5. The next step is to create a token co-occurrence matrix(TCM). First, we need to apply vocab_vectorizer function to transform the list of tokens into a vector space. Then, use create_tcm function to create a TCM with the window of 5 for context words.

Hint: The code is given below, make sure you understand it. Step 1: Map the words to indices by vocab_vectorizer(vocabulary object from Q14).
Step 2: Create a TCM by create_tcm(it, vectorizer function from Step 1, skip_grams_window = 5). it is the list of iterators over tokens from itoken.

# maps words to indices
vectorizer <- vocab_vectorizer(hp_vocab)
# use window of 5 for context words
hp_tcm <- create_tcm(it, vectorizer, skip_grams_window = 5)


# Note that such a matrix will be extremely sparse. 
# Most words do not go with other words in the grand 
# scheme of things. So when they do, it usually matters.
6. Use the GlobalVectors as given in the code below to fit the word vectors on our data set. Choose the embedding size (rank variable) equal to 50, and the maximum number of co-occurrences equal to 10. Train word vectors in 20 iterations. You can check the full input arguments of the fit_transform function from here.
glove      <- GlobalVectors$new(rank = 50, x_max = 10)
hp_wv_main <- glove$fit_transform(hp_tcm, n_iter = 20, convergence_tol = 0.001)
7. The GloVe model learns two sets of word vectors: main and context. Essentially they are the same since the model is symmetric. In general combining the two sets of word vectors leads to higher quality embeddings (read more here). The best practice is to combine both the main word vectors and the context word vectors into one matrix. Extract the word vectors and save the summation of them for further questions.

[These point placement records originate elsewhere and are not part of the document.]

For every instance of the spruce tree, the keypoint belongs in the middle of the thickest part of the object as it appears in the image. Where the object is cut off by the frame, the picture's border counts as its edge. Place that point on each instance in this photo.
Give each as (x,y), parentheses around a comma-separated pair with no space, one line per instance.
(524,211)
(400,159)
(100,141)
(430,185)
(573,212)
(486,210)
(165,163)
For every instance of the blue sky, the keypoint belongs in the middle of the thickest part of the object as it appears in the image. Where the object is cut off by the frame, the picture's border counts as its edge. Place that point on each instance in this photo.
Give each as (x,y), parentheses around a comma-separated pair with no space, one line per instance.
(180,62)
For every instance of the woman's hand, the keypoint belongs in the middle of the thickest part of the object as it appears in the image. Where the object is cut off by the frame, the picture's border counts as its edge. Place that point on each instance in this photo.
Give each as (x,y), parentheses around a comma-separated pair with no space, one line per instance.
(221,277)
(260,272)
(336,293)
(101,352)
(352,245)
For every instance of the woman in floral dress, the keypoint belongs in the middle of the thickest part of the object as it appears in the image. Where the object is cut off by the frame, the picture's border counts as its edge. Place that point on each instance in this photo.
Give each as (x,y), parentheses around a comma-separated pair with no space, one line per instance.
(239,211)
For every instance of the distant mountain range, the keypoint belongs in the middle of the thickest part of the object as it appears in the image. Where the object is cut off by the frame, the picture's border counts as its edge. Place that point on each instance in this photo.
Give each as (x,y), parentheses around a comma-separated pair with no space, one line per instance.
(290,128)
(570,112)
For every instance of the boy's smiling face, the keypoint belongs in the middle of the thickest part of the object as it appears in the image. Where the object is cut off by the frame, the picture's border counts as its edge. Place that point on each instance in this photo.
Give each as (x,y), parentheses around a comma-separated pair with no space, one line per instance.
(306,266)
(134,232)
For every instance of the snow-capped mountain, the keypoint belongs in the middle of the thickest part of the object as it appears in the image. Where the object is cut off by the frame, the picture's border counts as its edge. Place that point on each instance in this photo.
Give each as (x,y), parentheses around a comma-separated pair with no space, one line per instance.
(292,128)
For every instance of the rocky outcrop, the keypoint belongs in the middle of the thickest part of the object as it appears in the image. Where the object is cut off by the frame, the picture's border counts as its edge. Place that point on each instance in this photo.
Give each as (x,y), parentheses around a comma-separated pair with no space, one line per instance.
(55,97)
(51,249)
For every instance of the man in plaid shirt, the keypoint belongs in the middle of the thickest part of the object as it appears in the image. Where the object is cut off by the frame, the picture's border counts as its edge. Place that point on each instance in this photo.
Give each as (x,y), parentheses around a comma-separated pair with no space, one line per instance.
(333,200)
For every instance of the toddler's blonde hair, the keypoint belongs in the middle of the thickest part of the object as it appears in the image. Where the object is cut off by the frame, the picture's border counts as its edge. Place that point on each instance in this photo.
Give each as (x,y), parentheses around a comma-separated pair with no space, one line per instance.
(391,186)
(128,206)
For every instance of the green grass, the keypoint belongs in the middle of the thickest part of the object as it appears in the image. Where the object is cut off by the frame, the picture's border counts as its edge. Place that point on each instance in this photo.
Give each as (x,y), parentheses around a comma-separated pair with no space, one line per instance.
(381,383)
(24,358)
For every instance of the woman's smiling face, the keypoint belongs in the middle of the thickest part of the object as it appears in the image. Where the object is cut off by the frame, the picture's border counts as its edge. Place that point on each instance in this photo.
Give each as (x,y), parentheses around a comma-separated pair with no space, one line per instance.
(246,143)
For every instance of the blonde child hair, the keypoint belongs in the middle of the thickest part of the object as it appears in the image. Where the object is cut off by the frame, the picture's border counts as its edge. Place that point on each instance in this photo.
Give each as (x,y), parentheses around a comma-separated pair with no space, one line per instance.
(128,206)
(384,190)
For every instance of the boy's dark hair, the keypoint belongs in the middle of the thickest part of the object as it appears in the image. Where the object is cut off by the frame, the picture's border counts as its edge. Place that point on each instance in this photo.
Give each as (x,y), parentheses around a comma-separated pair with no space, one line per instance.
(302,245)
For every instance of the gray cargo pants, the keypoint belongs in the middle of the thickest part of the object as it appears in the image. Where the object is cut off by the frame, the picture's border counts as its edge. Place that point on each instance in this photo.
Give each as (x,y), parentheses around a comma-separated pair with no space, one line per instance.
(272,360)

Hint: Follow the steps below.

Step 1: Extract context word vectors by glove$components.
Step 2: Sum two sets of word vectors (e.g., hv_wv_main + t(hp_wv_context)).

8. Find the most similar 10 words to each of the words: “harry”, “death”, and “love”.

Hint: Follow the steps below.

Step 1: Extract the row of the corresponding word from the word vector matrix (e.g., matrix[“harry”, , drop = FALSE]).
Step 2: Use sim2 function with the cosine similarity measure to calculate the pairwise similarities between the chosen row vector (from Step 1) and the rest of words: sim2(x = whole word vector matrix, y = chosen row vector, method = "cosine", norm = "l2").
Step 3: Sort the resulting column vector of similarities in descending order and present the first 10 values. For example, you can do this by head(sort(similarity vector, decrasing = TRUE), 10).
Step 4: Repeat Step 1 - Step 3 for the other words.

9. Now you can play with word vectors! For example, add the word vector of “harry” with the word vector of “love” and subtract them from the word vector of “death”. What are the top terms in your result?

Hint: You can literally add/subtract the word vectors to each other (e.g., harry word vector + love word vector - death word vector). Once you have the resulting vector, calculate similarities as you did previously in Question 8.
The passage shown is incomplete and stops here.